As traditional medicine evolved into a practice whereby specific health maladies could be treated with the latest discoveries in drugs or other technological advances, holistic practices went out the window. Much like taking a car to an automotive clinic, the widespread belief was that health issues could simply be “fixed,” no matter what their causes. Unhealthy lifestyles burgeoned in the wake of modern medical advances, as sources outside the body were blamed for the development of undesirable health outcomes.
Today, holistic traditions are alive and well, as societies have seen the health ravages brought about or aided by various lifestyle factors. Holistic health principals dictate that wellness is a daily process, brought about, or aggravated by everyday living choices. Holistic health practitioners espouse the concepts of prevention and development of high levels of well-being, while treating diseases or chronic conditions by accounting for the person as a whole.
The combined effect of heredity, quality of medical care and environment on human health is just over fifty percent. This leaves just less than half of health effects attributable to lifestyle decisions that we make during our lifetime. This means that although we may not be in complete control of the factors that affect our health, our own decisions are responsible for the largest portion of the state of wellness that we experience.
Body, mind, and spirit are health aspects to be taken into consideration, when designing a holistic treatment approach. Those who embrace holistic health principals must accept greater responsibility for their own health and well-being, than traditional medical patients. They must partner with their health care providers to create physical, mental and spiritual balance using holistic methods. Together doctor and patient will seek harmony in a variety of holistic health areas, including nutrition, environment and emotional, psychological and spiritual stability. Self-care is a vital component of successful holistic health care.

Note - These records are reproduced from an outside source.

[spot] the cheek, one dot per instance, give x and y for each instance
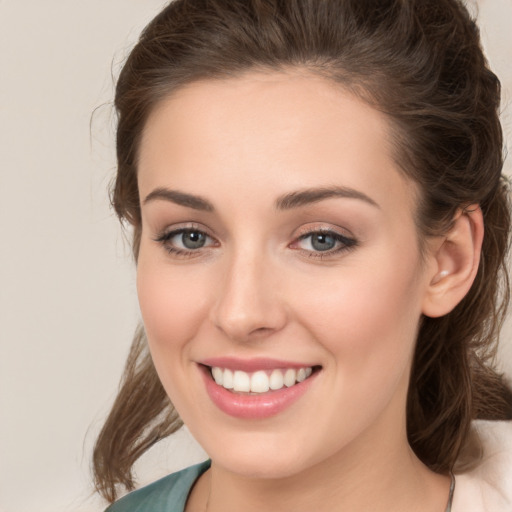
(367, 320)
(170, 303)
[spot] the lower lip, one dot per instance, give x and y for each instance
(253, 407)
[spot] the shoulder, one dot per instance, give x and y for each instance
(168, 494)
(487, 487)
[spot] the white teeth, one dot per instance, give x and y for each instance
(261, 381)
(217, 374)
(227, 379)
(290, 377)
(241, 381)
(276, 380)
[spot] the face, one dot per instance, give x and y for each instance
(279, 256)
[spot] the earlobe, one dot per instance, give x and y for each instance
(455, 261)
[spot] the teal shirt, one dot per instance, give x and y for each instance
(166, 495)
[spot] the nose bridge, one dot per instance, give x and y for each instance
(247, 304)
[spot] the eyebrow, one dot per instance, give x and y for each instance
(181, 198)
(313, 195)
(285, 202)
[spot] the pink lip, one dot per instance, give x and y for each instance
(251, 365)
(254, 406)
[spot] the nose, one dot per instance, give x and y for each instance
(248, 303)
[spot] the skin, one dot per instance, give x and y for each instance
(256, 289)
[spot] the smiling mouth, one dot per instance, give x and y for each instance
(261, 381)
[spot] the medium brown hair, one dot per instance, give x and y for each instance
(418, 61)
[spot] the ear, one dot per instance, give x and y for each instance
(454, 260)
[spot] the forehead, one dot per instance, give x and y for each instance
(269, 131)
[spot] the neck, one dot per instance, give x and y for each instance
(390, 478)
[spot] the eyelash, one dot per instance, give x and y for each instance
(344, 243)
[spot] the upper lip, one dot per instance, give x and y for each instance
(252, 365)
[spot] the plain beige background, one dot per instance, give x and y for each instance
(67, 295)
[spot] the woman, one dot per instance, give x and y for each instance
(308, 184)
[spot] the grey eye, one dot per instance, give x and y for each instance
(192, 239)
(322, 241)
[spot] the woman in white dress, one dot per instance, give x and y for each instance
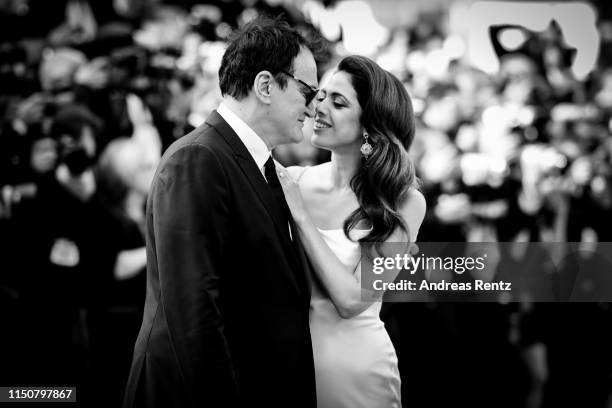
(366, 193)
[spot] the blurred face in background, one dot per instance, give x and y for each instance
(288, 109)
(43, 157)
(337, 120)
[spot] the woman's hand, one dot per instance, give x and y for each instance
(293, 196)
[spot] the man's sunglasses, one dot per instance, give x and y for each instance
(309, 91)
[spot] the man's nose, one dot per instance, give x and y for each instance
(310, 109)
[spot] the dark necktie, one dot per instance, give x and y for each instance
(277, 191)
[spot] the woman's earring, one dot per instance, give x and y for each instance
(366, 147)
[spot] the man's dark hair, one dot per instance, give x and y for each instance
(263, 44)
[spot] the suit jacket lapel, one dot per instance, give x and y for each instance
(259, 184)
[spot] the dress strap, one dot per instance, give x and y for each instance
(299, 177)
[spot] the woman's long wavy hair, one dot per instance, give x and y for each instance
(382, 182)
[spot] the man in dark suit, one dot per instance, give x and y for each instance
(226, 312)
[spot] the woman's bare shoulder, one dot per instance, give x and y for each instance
(413, 211)
(303, 173)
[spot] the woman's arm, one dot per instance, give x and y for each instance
(342, 283)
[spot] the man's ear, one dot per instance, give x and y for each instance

Holistic methodology focuses on the relationship between the underlying cause of the disease or condition, and its effects. Efforts are made to restore balance, or treat causation or symptoms, without the use of surgery or traditional drug therapies.
Holistic remedies may include:
Dietary changes, Medicinal herbs, Nutritional supplementation, Cleansing techniques, Massage, Acupuncture, Oxygen therapy and Homeopathic medicine
The use of holistic health techniques or remedies requires the patient to become adept at reading their body’s reaction to treatment. Trial and error may be involved in finding the best treatment. Responding to progress or lack of it is paramount in attaining optimal results.